Still, both men are outsiders who unexpectedly rose to their country’s top office. They both have an appreciation for grandiose optics and work to present themselves as strong leaders.
Macron used their common styles to his advantage when he invited Trump to Paris last July, treating Trump and the first lady to dinner at the Eiffel Tower.
During that trip, Trump was guest of honor at the Bastille Day parade, where he made no attempt to conceal his excitement for the military show, pointing and gesturing at fighter jets as they flew by.
Trump and Macron even managed to make up for their first awkward encounter, exchanging a hug and sharing an extended, friendly handshake at the parade.

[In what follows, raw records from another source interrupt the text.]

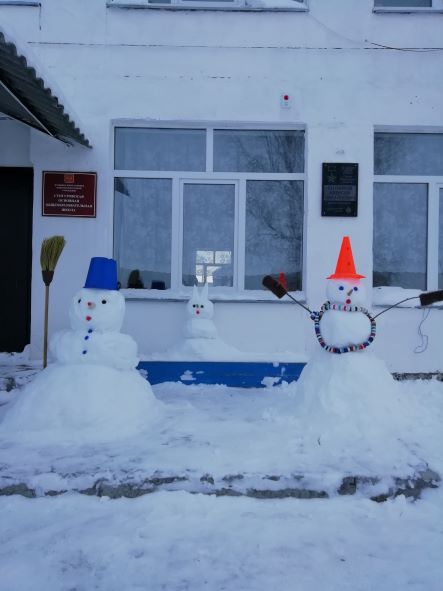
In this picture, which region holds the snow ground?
[0,490,443,591]
[0,366,443,591]
[0,371,443,494]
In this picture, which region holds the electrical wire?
[308,12,443,53]
[414,308,431,353]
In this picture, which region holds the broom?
[262,275,443,320]
[40,236,66,368]
[262,275,312,314]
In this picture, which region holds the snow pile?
[0,364,161,444]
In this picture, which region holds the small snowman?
[184,283,217,339]
[149,283,241,361]
[50,257,139,369]
[0,257,162,445]
[312,236,375,353]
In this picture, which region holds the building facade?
[0,0,443,372]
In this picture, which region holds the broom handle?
[43,285,49,368]
[372,296,420,320]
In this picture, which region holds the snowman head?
[326,279,366,306]
[69,288,125,332]
[186,283,214,320]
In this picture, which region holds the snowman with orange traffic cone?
[264,236,426,474]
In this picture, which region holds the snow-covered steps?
[0,469,440,502]
[138,361,305,388]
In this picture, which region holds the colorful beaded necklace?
[311,302,376,354]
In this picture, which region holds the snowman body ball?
[184,283,218,339]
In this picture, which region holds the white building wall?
[0,0,443,371]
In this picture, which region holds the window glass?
[114,178,172,289]
[214,129,304,172]
[182,183,235,287]
[374,133,443,175]
[374,0,432,8]
[245,181,303,291]
[115,127,206,172]
[373,183,428,290]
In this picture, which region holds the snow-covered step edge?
[0,468,441,502]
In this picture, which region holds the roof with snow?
[0,30,91,147]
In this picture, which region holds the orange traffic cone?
[327,236,365,279]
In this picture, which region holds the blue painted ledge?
[138,361,305,388]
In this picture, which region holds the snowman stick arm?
[262,275,312,314]
[372,296,420,320]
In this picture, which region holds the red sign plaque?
[42,171,97,218]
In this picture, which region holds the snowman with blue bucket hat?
[0,257,163,444]
[50,257,139,369]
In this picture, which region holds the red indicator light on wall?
[280,92,292,109]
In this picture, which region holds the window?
[107,0,308,11]
[114,126,305,291]
[374,0,443,12]
[373,133,443,290]
[374,0,432,8]
[0,0,41,6]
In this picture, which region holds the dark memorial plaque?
[321,162,358,217]
[42,171,97,218]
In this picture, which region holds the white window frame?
[373,127,443,300]
[111,120,307,302]
[372,0,443,14]
[106,0,309,12]
[0,0,42,7]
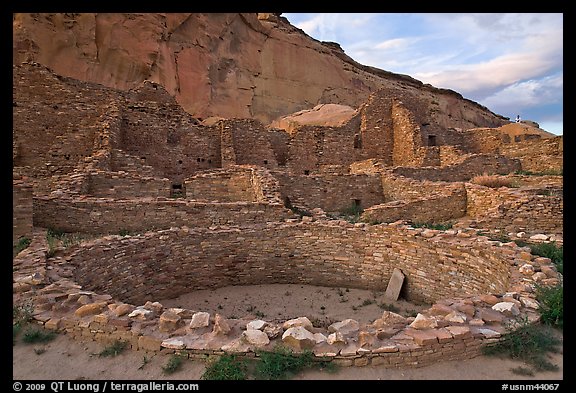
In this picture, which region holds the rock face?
[13,13,504,128]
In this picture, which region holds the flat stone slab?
[384,268,405,302]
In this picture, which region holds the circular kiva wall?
[69,222,510,304]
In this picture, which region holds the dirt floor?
[159,284,430,327]
[12,335,564,380]
[12,284,563,380]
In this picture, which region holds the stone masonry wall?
[465,183,564,234]
[87,171,171,198]
[393,154,521,182]
[12,179,32,244]
[185,169,256,202]
[115,101,221,183]
[362,184,466,224]
[500,136,564,172]
[34,196,293,233]
[13,221,560,367]
[268,129,290,167]
[360,94,394,165]
[12,63,120,177]
[222,119,278,169]
[70,223,509,303]
[274,172,384,212]
[392,100,440,166]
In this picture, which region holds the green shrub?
[482,321,560,371]
[98,340,128,357]
[12,237,31,257]
[162,355,183,374]
[202,355,247,381]
[254,346,314,379]
[529,242,564,273]
[411,222,453,231]
[22,328,56,344]
[470,174,514,188]
[536,285,564,329]
[378,303,400,313]
[514,169,564,176]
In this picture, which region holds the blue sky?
[282,13,564,135]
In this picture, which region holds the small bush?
[536,285,564,329]
[514,169,564,176]
[529,243,564,273]
[98,340,128,357]
[411,222,453,231]
[470,174,514,188]
[22,328,56,344]
[482,321,560,371]
[254,346,314,379]
[12,302,34,327]
[340,203,364,224]
[202,355,247,381]
[162,355,183,374]
[378,303,400,313]
[12,237,31,257]
[510,366,534,377]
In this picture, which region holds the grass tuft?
[202,355,248,381]
[22,328,56,344]
[12,237,31,258]
[536,285,564,329]
[411,222,453,231]
[482,321,560,371]
[162,355,183,374]
[254,346,314,379]
[470,174,514,188]
[529,242,564,273]
[98,340,128,357]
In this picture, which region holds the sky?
[282,13,564,135]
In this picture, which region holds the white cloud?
[289,13,563,133]
[374,38,418,50]
[482,74,564,109]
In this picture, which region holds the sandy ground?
[12,284,563,380]
[159,284,429,327]
[12,335,563,380]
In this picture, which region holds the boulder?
[188,312,210,329]
[282,317,313,331]
[158,311,182,332]
[161,337,186,349]
[241,329,270,347]
[212,314,231,336]
[444,311,468,323]
[128,307,154,321]
[264,325,284,340]
[492,302,520,317]
[530,233,548,241]
[372,311,408,329]
[74,302,106,317]
[328,319,360,335]
[282,326,316,350]
[326,332,347,345]
[408,313,438,329]
[246,319,268,330]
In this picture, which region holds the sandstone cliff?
[13,13,506,128]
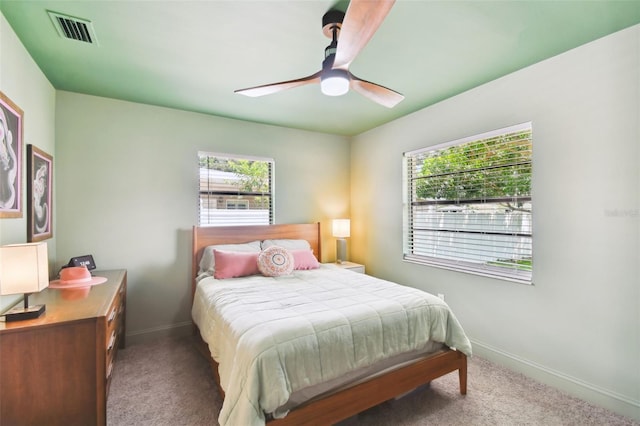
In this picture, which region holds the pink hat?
[49,266,107,288]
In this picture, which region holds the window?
[404,123,533,284]
[198,152,274,226]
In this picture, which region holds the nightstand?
[334,261,364,274]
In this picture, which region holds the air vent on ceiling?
[47,10,98,44]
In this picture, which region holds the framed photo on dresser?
[27,145,53,242]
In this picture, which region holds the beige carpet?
[107,337,640,426]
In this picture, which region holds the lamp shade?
[333,219,351,238]
[0,242,49,295]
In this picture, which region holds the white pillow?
[258,246,295,277]
[198,240,261,275]
[262,239,311,250]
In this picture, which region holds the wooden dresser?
[0,270,127,426]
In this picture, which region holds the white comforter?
[192,265,471,426]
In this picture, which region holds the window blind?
[404,123,533,283]
[198,152,274,226]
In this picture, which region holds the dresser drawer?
[104,281,127,395]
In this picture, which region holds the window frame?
[197,151,275,227]
[402,122,533,284]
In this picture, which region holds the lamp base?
[4,305,46,322]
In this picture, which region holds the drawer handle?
[107,330,116,352]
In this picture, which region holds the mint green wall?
[351,26,640,419]
[0,13,57,312]
[56,92,350,342]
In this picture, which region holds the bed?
[192,223,471,426]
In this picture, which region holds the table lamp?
[333,219,351,263]
[0,242,49,322]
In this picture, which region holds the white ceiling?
[5,0,640,135]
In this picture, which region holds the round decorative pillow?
[258,246,294,277]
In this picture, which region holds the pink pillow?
[213,250,260,280]
[291,250,320,270]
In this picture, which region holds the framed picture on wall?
[0,92,23,218]
[27,145,53,242]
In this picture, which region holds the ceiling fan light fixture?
[320,69,349,96]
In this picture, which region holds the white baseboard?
[470,339,640,420]
[126,321,193,345]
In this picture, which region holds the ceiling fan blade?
[234,71,321,98]
[349,73,404,108]
[333,0,395,69]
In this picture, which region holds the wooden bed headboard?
[191,222,322,295]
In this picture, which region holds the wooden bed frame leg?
[458,355,467,395]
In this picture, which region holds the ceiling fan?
[235,0,404,108]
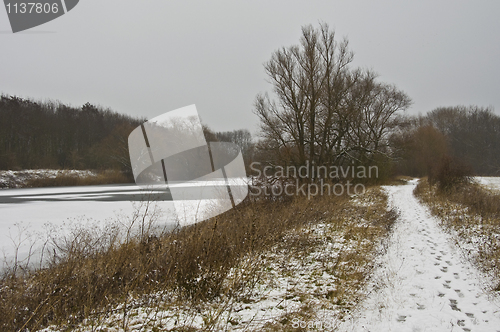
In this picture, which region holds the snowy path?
[341,183,500,332]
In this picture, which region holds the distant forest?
[0,95,252,175]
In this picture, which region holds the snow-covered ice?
[474,176,500,191]
[341,181,500,332]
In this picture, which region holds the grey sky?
[0,0,500,132]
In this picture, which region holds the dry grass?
[0,188,396,331]
[415,179,500,291]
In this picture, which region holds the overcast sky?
[0,0,500,132]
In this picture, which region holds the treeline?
[0,95,253,180]
[0,95,142,172]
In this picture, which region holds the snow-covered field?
[0,169,97,189]
[475,176,500,191]
[341,184,500,332]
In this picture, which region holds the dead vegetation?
[415,179,500,291]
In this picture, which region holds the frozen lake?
[0,183,237,270]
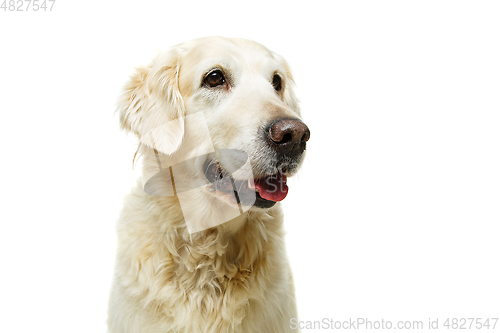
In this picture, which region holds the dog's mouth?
[204,162,288,208]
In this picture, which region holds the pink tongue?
[255,174,288,201]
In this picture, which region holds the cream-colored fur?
[108,37,300,333]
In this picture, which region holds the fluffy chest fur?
[109,187,296,333]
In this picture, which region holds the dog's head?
[118,37,310,223]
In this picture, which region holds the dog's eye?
[203,70,226,88]
[273,74,281,91]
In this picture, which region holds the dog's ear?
[117,48,184,138]
[273,52,300,116]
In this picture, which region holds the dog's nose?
[268,119,311,155]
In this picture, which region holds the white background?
[0,0,500,333]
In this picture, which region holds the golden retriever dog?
[108,37,310,333]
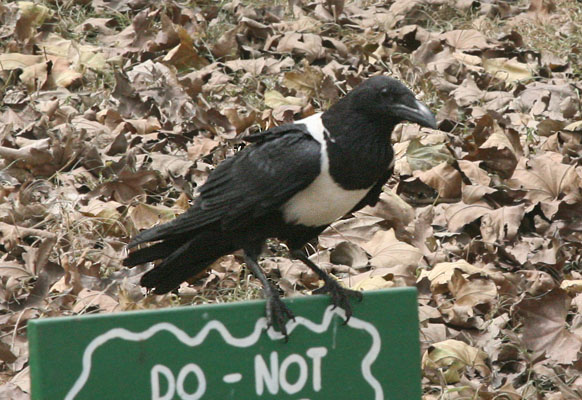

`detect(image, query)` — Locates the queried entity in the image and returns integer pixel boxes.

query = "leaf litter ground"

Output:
[0,0,582,400]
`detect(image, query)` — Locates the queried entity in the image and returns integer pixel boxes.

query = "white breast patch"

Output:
[283,113,371,227]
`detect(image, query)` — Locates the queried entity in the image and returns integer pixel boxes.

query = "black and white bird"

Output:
[124,76,436,336]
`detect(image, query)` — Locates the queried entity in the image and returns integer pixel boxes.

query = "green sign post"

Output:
[28,288,421,400]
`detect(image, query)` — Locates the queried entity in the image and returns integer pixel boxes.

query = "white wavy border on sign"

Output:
[65,306,385,400]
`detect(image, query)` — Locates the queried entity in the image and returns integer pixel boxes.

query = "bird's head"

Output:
[346,76,437,129]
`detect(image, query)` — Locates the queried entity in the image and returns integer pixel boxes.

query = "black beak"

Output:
[391,99,437,129]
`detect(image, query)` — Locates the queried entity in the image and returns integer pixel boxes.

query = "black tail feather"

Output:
[129,229,236,294]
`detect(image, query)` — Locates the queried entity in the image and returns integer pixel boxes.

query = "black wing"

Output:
[129,124,321,247]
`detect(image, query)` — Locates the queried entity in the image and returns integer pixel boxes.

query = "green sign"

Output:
[28,288,421,400]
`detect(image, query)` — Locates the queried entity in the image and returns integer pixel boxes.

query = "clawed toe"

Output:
[313,278,362,324]
[266,296,295,342]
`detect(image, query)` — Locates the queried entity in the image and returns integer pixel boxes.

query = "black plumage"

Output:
[124,76,436,335]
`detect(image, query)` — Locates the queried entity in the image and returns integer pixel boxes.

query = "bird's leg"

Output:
[291,250,362,324]
[245,251,295,341]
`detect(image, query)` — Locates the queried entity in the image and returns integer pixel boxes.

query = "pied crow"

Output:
[124,76,436,337]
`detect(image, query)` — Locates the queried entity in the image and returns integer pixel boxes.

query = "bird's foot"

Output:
[266,295,295,342]
[313,277,362,324]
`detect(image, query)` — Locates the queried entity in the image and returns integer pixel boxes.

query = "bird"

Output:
[123,75,437,338]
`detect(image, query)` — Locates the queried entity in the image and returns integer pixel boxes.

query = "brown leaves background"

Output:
[0,0,582,400]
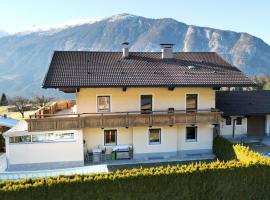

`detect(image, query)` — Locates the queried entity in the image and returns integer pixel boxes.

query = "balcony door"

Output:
[141,95,153,114]
[186,94,198,112]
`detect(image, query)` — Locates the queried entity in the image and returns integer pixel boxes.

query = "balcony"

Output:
[27,102,221,131]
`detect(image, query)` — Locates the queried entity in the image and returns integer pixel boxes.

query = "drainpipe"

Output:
[233,119,236,138]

“They are two men who disrupted their political systems and two men who understood that politics was not responding to those disaffected by globalization,” said Jeff Lightfoot, a fellow at the Atlantic Council, a Washington, D.C., think tank.
“I think there’s a certain degree of mutual admiration there,” Lightfoot said.
Trump chose to honor Macron with the first state visit of the Trump administration. In addition to the pomp and pageantry of a state dinner, Trump will take Macron on a sightseeing trip to George Washington’s Mount Vernon estate in Virginia.
The summit with the French president will give Trump an opportunity to showcase his diplomatic chops and his role as a statesman.
In some ways, the stakes may be higher for Macron than Trump because the French leader will need to show that his close relationship with Trump is producing some results, said Charles Kupchan of the Council on Foreign Relations.
“Trump is not popular on the other side of the Atlantic and people are going to ask him why he’s bothering to spend time with American president, if he doesn’t get anything to show for it,” said Kupchan, who served as a director for European affairs on the National Security Council during the Obama and Clinton administrations.
One top priority for Macron will be making the case for the United States to stay in the Iran nuclear deal. Trump set a May 12 deadline to make a decision on whether to pull out of the agreement.
It will be a tough sell. Trump has been vocal about his disdain for the deal and his new national security adviser, John Bolton, and his pick for secretary of state, Mike Pompeo, are also not fans of the agreement.
Another looming deadline that will be up for discussion is the end of the current exemption for the European Union from U.S. import tariffs on steel and aluminum on May 1. Macron and the EU are advocating for a permanent exclusion from the duties.
Macron has “invested a lot in this relationship and it’s not clear yet how much he’s able to influence Donald Trump,” Lightfoot said. “That’s going to be a key question, I think, on this visit.”